Akhmetov owned Ukraine’s most popular TV channel

Ratings of selected Ukrainian TV channels, in percent

“For the oligarchs, the television stations are one of the most important PR tools they have,” says Mattia Nelles. Until the end of 2020, he was program director for Ukraine at the German think tank “Zentrum Liberale Moderne”.

But since the war, the instrument has lost importance: since then, the television stations have been broadcasting the same program around the clock. Only the “United News” is running. Viewers mainly see Selenski there, the source of the reporting is usually the government. In March, the President signed a decree aimed at uniting all national television channels.

The television business has never been profitable. Last year, Akhmetov cross-subsidised his media holding with the equivalent of over 250 million francs. Since the outbreak of the war, the economically deficient broadcasters have no longer had any political use.

Mattia Nelles therefore assumes that Akhmetov’s departure actually has economic reasons. Because his wealth is fed by industry and mining in eastern Ukraine. Because of the war, he suffered enormous losses, says Nelles: “The anti-oligarch law is just an excuse. Because even after withdrawing from the media business, three of the four criteria could still apply to Akhmetov.”

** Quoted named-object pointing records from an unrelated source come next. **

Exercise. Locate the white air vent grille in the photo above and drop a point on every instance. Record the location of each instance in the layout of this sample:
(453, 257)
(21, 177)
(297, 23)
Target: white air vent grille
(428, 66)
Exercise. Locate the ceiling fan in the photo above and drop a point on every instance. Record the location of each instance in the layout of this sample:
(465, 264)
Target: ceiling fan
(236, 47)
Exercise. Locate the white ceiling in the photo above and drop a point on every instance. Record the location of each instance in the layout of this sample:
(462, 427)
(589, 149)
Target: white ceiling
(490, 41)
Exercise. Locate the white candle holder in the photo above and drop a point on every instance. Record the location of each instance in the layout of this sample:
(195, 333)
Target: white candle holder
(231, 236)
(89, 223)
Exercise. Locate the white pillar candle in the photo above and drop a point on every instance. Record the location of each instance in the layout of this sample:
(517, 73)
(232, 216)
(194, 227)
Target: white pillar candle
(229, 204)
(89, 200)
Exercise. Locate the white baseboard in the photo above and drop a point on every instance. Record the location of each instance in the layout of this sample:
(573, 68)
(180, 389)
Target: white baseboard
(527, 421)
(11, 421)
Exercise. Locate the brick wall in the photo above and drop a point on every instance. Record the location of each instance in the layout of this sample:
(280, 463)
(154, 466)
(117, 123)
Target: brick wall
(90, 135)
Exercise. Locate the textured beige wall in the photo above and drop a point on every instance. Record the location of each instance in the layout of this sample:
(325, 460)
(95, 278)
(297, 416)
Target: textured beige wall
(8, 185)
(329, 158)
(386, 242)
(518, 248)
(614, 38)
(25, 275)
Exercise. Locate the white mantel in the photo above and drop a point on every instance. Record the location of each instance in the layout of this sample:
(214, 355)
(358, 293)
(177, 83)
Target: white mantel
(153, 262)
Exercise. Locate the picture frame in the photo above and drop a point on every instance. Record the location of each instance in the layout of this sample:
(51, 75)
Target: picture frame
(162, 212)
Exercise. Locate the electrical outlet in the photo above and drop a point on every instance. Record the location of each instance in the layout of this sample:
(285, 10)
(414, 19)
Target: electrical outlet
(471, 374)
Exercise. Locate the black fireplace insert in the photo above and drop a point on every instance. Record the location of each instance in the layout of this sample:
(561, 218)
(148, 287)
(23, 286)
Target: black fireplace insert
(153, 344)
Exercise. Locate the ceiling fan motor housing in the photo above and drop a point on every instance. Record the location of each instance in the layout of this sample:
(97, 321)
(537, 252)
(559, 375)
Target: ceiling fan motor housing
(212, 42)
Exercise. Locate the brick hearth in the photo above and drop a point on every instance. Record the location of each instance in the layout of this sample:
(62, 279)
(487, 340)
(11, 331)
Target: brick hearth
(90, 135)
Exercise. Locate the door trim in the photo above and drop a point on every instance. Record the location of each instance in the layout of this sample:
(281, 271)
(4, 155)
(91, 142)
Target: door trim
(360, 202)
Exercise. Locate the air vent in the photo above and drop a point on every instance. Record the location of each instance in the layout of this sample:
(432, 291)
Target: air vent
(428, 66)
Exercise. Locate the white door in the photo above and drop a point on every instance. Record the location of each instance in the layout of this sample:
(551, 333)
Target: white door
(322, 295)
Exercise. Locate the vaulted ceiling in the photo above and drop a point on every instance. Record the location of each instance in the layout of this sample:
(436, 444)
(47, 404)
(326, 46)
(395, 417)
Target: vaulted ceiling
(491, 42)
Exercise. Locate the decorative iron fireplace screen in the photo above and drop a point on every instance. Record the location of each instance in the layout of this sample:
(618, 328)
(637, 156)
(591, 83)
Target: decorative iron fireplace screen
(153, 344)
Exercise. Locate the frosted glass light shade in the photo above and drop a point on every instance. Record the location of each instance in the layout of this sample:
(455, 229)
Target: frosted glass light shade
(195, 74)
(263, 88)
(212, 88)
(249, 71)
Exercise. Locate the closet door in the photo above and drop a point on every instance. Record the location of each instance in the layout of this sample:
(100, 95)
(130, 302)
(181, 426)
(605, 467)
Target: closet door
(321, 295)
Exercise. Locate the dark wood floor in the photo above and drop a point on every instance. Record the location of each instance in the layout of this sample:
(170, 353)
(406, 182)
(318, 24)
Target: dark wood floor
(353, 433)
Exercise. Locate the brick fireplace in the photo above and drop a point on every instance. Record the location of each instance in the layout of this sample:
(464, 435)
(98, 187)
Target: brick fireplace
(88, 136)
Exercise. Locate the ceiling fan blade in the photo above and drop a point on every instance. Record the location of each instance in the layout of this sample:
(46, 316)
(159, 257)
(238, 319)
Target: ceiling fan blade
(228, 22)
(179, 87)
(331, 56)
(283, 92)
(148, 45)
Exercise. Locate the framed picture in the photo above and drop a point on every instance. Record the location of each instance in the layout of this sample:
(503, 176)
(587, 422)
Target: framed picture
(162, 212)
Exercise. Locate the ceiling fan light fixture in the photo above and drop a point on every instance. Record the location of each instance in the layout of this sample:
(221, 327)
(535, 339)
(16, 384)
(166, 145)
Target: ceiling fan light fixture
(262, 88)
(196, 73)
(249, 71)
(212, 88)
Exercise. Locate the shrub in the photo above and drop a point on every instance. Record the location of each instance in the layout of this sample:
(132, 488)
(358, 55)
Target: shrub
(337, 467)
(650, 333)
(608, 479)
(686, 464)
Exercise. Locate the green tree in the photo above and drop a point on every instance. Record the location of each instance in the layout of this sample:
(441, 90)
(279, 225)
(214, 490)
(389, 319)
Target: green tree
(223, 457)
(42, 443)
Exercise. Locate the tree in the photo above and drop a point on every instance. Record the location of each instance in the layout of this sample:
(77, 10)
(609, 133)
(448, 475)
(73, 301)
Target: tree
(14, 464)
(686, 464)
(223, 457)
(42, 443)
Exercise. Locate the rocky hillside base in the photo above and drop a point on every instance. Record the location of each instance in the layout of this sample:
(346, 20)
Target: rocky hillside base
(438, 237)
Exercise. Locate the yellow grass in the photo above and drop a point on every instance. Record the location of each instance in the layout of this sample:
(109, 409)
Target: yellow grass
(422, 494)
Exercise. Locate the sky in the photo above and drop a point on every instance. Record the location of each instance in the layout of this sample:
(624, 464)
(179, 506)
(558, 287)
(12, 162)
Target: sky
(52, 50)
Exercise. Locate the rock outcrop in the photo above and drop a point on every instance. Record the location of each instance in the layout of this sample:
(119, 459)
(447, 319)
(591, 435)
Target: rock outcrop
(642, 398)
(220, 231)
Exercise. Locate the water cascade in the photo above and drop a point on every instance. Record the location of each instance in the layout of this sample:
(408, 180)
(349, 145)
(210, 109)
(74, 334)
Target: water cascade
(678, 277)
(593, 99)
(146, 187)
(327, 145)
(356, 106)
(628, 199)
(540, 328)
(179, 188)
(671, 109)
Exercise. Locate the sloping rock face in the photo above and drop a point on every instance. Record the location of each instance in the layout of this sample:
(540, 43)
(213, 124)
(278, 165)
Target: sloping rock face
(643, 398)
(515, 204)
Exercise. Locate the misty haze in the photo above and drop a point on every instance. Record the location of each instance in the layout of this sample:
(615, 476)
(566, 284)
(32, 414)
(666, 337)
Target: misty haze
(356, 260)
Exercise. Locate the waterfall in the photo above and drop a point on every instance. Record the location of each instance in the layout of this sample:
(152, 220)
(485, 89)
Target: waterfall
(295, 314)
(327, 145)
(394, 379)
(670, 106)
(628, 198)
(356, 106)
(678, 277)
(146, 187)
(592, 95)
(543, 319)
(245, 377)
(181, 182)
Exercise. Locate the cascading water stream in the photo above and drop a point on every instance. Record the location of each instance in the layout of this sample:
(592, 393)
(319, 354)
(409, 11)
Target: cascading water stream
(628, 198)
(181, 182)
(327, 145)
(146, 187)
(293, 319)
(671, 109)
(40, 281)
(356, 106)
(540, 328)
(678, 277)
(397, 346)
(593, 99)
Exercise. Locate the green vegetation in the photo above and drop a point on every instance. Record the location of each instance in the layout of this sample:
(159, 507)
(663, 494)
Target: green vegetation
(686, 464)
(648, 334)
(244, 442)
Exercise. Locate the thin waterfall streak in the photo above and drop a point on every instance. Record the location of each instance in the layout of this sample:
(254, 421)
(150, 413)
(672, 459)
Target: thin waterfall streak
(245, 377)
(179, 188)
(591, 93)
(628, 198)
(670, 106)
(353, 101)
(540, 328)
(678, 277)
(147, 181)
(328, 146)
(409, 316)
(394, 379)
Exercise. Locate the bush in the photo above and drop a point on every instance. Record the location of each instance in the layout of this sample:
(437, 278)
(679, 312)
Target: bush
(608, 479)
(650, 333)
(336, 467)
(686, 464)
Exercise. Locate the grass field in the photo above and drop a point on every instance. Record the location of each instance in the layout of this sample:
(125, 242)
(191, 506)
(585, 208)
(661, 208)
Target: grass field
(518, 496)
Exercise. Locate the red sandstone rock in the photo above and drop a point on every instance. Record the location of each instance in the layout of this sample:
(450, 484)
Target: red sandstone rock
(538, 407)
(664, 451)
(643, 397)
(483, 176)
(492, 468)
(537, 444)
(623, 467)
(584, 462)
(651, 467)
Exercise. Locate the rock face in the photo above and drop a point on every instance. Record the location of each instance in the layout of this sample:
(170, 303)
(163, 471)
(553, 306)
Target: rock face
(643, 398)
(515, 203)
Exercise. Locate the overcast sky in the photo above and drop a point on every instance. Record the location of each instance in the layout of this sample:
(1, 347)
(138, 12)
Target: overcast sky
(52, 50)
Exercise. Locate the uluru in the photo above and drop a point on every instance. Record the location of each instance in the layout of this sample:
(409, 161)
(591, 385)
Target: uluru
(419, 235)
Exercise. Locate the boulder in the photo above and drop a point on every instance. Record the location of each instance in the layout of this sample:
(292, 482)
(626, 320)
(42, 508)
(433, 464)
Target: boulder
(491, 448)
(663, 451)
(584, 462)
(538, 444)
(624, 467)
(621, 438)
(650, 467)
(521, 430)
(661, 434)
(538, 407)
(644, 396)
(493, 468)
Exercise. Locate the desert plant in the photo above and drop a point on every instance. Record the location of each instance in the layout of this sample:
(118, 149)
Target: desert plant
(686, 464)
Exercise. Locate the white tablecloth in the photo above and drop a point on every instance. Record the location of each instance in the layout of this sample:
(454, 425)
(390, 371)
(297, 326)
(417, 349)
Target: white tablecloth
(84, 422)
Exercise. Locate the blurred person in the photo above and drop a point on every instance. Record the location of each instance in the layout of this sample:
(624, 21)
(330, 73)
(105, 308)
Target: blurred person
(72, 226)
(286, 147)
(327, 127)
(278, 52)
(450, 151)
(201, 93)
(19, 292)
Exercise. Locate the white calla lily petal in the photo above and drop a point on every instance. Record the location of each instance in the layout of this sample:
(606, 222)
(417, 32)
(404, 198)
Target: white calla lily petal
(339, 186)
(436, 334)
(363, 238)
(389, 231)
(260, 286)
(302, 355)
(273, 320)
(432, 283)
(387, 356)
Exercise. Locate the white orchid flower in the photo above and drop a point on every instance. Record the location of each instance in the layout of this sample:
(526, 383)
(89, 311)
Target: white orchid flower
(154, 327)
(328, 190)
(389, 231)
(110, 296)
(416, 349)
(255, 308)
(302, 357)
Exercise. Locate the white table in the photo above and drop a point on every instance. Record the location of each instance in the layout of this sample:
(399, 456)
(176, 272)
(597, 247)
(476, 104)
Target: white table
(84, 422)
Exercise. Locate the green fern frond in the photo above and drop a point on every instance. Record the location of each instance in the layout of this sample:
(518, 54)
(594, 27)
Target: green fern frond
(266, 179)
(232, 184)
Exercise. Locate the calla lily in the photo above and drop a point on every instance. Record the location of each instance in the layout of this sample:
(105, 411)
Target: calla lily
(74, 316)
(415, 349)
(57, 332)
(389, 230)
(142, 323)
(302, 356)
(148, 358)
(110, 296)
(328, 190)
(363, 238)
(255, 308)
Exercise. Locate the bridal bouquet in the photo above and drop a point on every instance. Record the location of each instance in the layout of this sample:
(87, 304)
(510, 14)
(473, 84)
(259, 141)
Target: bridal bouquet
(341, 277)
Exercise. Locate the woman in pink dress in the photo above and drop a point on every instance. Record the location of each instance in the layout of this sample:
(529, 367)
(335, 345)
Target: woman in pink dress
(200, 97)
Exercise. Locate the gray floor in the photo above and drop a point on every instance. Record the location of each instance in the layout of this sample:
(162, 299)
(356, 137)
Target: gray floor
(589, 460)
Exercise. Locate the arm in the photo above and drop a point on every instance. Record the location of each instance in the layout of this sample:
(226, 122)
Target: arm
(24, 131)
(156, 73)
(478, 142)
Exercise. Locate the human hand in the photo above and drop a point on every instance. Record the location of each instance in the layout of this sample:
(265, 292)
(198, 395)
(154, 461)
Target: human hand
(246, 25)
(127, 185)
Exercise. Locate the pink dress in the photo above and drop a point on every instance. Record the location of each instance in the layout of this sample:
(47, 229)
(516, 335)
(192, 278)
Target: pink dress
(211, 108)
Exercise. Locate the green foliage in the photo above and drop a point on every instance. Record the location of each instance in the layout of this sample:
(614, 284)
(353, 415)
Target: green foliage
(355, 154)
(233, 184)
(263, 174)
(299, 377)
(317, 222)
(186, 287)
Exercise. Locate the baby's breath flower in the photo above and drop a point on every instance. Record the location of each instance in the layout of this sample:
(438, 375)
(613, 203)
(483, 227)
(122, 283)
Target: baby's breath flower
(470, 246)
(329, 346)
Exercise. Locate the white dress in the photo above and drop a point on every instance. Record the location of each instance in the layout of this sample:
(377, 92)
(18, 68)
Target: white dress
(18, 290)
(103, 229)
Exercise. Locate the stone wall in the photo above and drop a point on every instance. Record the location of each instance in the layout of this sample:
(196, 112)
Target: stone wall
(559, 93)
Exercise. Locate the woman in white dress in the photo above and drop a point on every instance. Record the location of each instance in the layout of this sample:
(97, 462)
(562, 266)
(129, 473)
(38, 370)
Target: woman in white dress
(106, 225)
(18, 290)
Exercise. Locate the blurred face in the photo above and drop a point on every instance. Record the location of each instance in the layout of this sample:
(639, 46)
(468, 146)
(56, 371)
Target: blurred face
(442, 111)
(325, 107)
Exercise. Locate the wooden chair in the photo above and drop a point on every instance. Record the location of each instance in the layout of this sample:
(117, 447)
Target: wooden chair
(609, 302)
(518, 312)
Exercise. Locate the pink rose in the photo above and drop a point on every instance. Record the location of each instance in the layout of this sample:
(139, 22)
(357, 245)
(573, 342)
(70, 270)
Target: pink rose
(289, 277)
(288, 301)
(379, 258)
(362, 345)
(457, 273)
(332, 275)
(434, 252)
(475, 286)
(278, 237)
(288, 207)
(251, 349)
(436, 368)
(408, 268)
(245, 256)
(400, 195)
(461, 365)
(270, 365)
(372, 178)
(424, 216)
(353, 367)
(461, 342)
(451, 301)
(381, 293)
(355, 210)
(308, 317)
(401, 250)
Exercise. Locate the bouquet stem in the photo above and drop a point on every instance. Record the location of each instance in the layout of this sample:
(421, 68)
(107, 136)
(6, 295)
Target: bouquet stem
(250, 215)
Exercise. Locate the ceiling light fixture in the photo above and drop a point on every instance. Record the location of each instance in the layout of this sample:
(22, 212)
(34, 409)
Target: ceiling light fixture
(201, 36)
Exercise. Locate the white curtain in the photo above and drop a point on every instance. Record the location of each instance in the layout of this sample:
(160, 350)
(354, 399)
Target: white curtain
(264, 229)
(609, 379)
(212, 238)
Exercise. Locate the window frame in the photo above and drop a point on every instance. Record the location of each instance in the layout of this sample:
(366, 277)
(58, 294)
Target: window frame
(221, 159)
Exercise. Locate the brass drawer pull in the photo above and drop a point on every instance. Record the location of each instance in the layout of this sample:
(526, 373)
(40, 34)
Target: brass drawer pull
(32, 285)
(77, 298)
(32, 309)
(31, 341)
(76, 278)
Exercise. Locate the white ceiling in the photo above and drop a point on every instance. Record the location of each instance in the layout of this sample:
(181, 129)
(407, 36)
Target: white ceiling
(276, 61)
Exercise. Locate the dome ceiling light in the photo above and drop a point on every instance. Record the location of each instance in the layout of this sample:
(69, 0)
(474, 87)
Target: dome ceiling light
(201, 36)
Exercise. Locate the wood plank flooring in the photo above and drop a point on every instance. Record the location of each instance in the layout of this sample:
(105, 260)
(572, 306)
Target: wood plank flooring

Selenski’s relationship to press freedom is questionable

Although Akhmetov may have dropped out of the media business for other reasons, the anti-oligarch law remains problematic. The Security and Defense Council headed by Zelenskiy decides who is included in the oligarch register. According to the constitution, this actually has purely coordinating functions. With the vaguely worded law, it is now up to the president to eliminate competitors or spare loyal oligarchs. As early as 2021, Zelensky used the Security Council to block pro-Russian television channels without a court hearing.

It is significant that Zelenski’s sponsor, Kolomoiski, has not yet criticized the law. Zelensky’s predecessor, opposition leader Petro Poroshenko, was forced to sell his TV channels because of the law. Shortly after the war began, Poroshenko’s channels could no longer be received via cable.

Even before the invasion of Russia in February, the Ukrainian president had maintained at least a questionable relationship with the media. In January, the English-language newspaper «Kyiv Independent» a list of alleged interventions by the Zelenskiy government in the freedom of the press.

The case of the now discontinued newspaper “Kyiv Post” stands out. After critical reporting, the Attorney General appointed by Selenski twice threatened the newspaper with a lawsuit and is said to have persuaded the extremely wealthy owner to sell the newspaper and fire the employees.

Akhmetov was also threatened with criminal charges by the public prosecutor after his television stations repeatedly criticized the anti-oligarch law. Zelensky himself accused Akhmetov of plotting a coup d’etat, which proved false.

What will happen to Akhmetov’s media empire now?

It is still unclear what will become of Akhmetov’s media empire. The licenses are state-owned and it remains to be seen whether these will be re-issued or the associated broadcasters will be discontinued. The 4000 employees of his media companies also face an uncertain future.

“I think it’s likely that the licenses will expire or be partially bought up. But that doesn’t mean much. Because the viewers tune in because of the television station that is behind the license. If it no longer exists, the license will not help either,” says Mattia Nelles.

However, one thing is clear: the already concentrated television market in Ukraine is now controlled by even fewer men. Before the war, Nelles says, there was still a pluralism among the oligarchs on Ukrainian television. With Akhmetov’s retirement, the television landscape has become less diverse.

When it comes to the strong state control over the media during wartime, Nelles is cautiously optimistic. Outside of television, the Ukrainian media landscape is still comparatively free, and before the start of the war, Ukrainian media were very pluralistic.

“The Ukrainians would not put up with state control over the media,” says Nelles. “You know that this war is also about asserting your freedom of expression.”